Even if people know a generic contains the same ingredients — even if the package specifically says “compare to” the name brand equivalent — we still don’t believe they’re the same thing without a fairly deep base of professional knowledge. People especially are intimidated by purchases that involve a medical question, unless they’re in that profession themselves. It doesn’t even have to do with educational level overall, Gentzkow says. Registered nurses are more likely to buy store-brand medications than lawyers, even though lawyers have a lot more schooling under their belts.

“We’re looking at people who have a lot of information not only about the active ingredients but other information that’s relevant,” Gentzkow says. “I think the gap here is about more than just there are facts that people don’t know. It’s that making the correct decision requires quite a lot of information and sophistication.”
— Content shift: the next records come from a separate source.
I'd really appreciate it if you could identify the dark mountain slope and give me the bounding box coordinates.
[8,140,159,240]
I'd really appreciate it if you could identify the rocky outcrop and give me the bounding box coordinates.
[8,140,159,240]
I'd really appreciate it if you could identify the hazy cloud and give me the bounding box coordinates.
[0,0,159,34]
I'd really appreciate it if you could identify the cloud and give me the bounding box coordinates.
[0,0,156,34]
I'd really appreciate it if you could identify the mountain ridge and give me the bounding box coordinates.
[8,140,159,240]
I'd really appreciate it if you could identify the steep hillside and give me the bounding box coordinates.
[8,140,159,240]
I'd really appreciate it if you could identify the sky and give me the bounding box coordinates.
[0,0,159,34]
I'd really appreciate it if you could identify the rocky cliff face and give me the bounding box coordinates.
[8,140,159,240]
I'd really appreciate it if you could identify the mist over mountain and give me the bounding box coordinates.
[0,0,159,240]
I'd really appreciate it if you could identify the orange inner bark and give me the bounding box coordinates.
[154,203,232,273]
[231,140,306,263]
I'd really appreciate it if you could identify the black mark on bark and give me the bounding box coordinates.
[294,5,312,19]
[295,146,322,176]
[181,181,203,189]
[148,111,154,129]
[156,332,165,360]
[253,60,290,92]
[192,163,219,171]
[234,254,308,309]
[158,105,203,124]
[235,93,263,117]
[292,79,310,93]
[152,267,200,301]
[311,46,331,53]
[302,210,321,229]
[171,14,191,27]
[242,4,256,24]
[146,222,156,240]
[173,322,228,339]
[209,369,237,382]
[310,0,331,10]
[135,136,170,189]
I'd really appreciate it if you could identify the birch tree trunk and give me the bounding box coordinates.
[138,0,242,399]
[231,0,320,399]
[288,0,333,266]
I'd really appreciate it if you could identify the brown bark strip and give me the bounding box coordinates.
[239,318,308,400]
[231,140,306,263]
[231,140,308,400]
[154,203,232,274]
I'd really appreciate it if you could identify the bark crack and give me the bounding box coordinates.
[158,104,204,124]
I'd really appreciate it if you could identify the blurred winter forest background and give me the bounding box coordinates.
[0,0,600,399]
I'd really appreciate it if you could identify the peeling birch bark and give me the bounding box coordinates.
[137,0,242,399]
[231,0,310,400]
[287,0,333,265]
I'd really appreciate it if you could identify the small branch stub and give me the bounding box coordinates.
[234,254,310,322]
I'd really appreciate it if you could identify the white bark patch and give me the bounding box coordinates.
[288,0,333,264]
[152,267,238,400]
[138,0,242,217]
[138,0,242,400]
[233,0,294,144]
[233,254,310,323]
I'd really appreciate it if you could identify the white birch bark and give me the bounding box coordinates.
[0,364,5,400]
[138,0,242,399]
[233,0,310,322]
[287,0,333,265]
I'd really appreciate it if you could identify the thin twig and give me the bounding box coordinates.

But this doesn’t mean you have to get a pharmacy degree or go to culinary school to avoid overpaying for name brands, Gentzkow says. There are ways you can train yourself to think like an expert when you’re weighing store- versus name-brand purchases.

“Ask yourself, how hard would it be for another company to make something that’s the same?” he says. “Where am I finding that the store brand stuff is just as good? Are there other places I might apply that same knowledge?”

We tend to learn which generic items work or taste as well as their branded counterparts by trial and error, so build on that, Gentzkow recommends. “People have a really hard time extrapolating knowledge from one context to another, but it’s really valuable to figure it out.”